Hillman argues that the requirement of at least two partners is definitional (“a partnership means an association of two or more”), and that a one person organization cannot be a partnership. Weidner, on the other hand, argues that while two persons are required to “form” a partnership under the Revised UPA, but that once formed the question becomes “what are the rules that wind down or extinguish the existence of those entities,” and that the single-person term (or particular purpose) partnership continues until the buyout of the penultimate partner. Hillman counters that “You [Weidner] emphasize the importance of an uncompleted buyout in assessing the status of the partnership following the penultimate partner’s dissociation. I disagree. Whether the partnership continues for purposes of keeping the fiction of the partnership alive should not depend on whether the buyout has been completed.” Weidner continues to “answer the much more fundamental question: is there still a partnership after the buyout is complete: My answer is yes. The partnership entity continues the business.”
I loved reading this exchange, in part because I know both authors fairly well, highly respect them, and hear their voices in the conversation. Also, some of the discussion mirrors (on a more sophisticated level) conversations I had approximately 7 years ago with a Colorado friend who has been very active for many years in drafting Colorado business organization legislation. He took Weidner’s perspective; I took Hillman’s. Vestal and I also encouraged a student law review note on this topic – see Wortham, Revised Uniform Partnership Act: Anomalies of a Simplified, Modernized Partnership Law, 92 Ky. L. J. 1083 (2004).
Although I still side with Hillman in this debate, and think that the two or more persons language is definitional and that a “partnership with only one member is an oxymoron,” that is not really the point of this posting. I simply see no reason not to avoid the issue by statutory drafting.
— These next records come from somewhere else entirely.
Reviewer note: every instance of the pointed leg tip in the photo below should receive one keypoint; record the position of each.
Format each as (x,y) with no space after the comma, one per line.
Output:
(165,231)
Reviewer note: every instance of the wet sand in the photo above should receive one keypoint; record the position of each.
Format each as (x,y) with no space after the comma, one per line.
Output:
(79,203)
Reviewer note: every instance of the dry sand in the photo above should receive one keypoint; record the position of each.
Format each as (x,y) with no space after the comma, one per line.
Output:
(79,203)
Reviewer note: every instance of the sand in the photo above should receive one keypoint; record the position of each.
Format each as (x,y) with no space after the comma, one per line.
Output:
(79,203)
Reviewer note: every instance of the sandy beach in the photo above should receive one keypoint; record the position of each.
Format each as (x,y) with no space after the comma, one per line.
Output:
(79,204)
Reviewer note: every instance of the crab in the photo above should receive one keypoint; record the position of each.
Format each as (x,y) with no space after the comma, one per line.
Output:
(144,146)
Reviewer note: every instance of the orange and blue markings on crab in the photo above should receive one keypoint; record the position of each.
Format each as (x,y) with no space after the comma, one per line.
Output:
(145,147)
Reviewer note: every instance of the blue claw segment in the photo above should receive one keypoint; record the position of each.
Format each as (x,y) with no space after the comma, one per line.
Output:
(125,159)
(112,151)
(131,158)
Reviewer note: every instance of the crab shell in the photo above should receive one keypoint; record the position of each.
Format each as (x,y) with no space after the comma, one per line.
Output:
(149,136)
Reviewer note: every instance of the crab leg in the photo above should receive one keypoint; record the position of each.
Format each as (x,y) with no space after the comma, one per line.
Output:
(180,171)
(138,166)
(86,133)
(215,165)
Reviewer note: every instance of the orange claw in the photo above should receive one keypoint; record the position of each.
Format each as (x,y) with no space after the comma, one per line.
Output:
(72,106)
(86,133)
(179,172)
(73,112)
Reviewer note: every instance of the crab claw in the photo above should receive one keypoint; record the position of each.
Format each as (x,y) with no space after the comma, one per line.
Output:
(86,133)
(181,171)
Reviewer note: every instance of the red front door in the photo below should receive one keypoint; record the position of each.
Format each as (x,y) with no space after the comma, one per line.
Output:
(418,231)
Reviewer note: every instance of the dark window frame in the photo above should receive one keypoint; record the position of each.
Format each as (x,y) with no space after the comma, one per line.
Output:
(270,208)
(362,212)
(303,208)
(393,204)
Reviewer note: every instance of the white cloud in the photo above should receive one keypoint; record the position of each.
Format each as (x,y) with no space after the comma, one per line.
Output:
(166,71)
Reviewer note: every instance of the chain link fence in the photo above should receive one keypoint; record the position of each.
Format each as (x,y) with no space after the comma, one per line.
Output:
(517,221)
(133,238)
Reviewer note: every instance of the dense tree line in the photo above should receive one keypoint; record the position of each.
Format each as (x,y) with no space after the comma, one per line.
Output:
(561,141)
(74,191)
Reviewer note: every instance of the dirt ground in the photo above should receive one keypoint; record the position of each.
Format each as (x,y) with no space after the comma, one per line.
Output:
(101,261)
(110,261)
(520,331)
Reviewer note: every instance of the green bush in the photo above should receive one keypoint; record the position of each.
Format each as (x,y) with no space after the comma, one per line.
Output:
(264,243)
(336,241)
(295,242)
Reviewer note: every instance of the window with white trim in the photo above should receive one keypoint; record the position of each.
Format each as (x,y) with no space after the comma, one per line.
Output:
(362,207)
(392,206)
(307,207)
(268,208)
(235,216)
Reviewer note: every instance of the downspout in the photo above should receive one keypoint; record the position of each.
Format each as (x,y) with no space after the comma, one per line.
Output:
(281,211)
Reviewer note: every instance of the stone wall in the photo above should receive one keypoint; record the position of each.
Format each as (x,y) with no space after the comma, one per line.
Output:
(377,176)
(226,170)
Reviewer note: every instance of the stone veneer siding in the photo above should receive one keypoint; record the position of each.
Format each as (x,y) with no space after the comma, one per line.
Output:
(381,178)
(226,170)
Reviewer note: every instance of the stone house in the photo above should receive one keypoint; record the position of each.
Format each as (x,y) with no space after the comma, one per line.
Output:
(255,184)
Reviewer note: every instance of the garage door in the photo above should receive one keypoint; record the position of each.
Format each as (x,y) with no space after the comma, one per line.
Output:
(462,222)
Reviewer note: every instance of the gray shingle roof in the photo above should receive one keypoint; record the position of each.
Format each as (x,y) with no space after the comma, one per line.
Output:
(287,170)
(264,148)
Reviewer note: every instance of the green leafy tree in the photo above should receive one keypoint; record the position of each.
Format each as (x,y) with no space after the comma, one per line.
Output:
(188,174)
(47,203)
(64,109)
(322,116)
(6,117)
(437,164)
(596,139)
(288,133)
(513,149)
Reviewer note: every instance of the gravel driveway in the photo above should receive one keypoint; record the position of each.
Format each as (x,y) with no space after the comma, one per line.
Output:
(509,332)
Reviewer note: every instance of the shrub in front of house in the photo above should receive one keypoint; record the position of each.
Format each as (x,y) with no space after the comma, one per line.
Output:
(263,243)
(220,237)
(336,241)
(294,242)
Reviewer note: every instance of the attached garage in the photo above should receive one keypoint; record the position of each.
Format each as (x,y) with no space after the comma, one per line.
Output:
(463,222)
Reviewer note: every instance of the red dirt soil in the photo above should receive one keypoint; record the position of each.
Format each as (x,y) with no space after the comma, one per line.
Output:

I think the stakes can be large, and issues may include:
1. Buy-out provisions as discussed by Hillman and Weidner.
2. Assume a limited liability partnership, what happens to limited liability protections when there is only one partner (and business is carried on, as a sole proprietorship)?
3. Assume a partnership holding real property, what happens on dissociation of the penultimate partner? RUPA §302 provides, “If a person holds all of the partners’ interests in the partnership, all the partnership property vests in that person.” But are due-on sale provisions triggered? How about lender consent requirements? How about restrictions on property transfer? Are rights of first refusal triggered? What is the effect on title insurance (and does the rarely cited Fairways decision rear its ugly head)?
Rather than mess with this stuff, I would encourage consideration of statutory language permitting continuation of the partnership entity if the penultimate partner dissociates and the remaining partner continues the business. I drafted language for this a few years ago and, although it has disappeared into some pile or into a recycling bin, my recollection is that it was not difficult. When faced with a difficult conceptual issue, which is posed by statutory language, one answer is to fix the statute. This is pragmatic; and it is not absolutist/contractarian. There is no “natural law” of partnerships. LLCs prove the value of flexibility. I obviously kind of like the pragmatic approach.